Growing Grapes Might be Fun is more than a memoir. Photo: Supplied.

Deidre Macken’s Growing Grapes Might be Fun (Allen & Unwin, 2023, cover design Deborah Parry Graphics, cover photos Getty Images/iStock) urges us to consider how late-life careers are a way of remaking a self we always could have been.

In growing grapes or whatever it is you pursue, she says, you are escaping “the cage of your age”. While this book is a tree-change memoir, I see it firstly as a work of philosophy.

The book pays homage to the land and our relationship with it; it explores the idea of country as the source of our nurture, and the obverse responsibility for us to care for it. It points to the strength of human relationships and the importance of community and it muses on who we are and how we age.
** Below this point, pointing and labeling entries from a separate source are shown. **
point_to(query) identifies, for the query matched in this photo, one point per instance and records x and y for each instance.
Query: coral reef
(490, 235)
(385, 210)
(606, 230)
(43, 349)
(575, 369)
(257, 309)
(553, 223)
Taking on a rubbish-strewn hill in the Yass district and labouring to restore the place to its pristine beginnings was a Herculean task, but one in which, nevertheless, Deidre and her husband succeeded. The work of Charles Massey, Peter Andrews and the Mulloon Institute informed Deidre’s thinking about the pre-eminence of soil over livestock.

Deidre Macken writes well – as we would expect from someone whose first career was journalism. This is a book that invites us to consider what matters. It is a fluent and articulate work, one which speaks of astute observation and mastery of the pen.

We leave the book feeling exhilarated, not so much because of the success of the grape growing and its transformation into very drinkable wine, as a deep sense of optimism, a faith in the human mind to search for bigger horizons for ourselves, regardless of age.

book cover

Sally Hartley’s life story contains remarkable challenges. Photo: Supplied.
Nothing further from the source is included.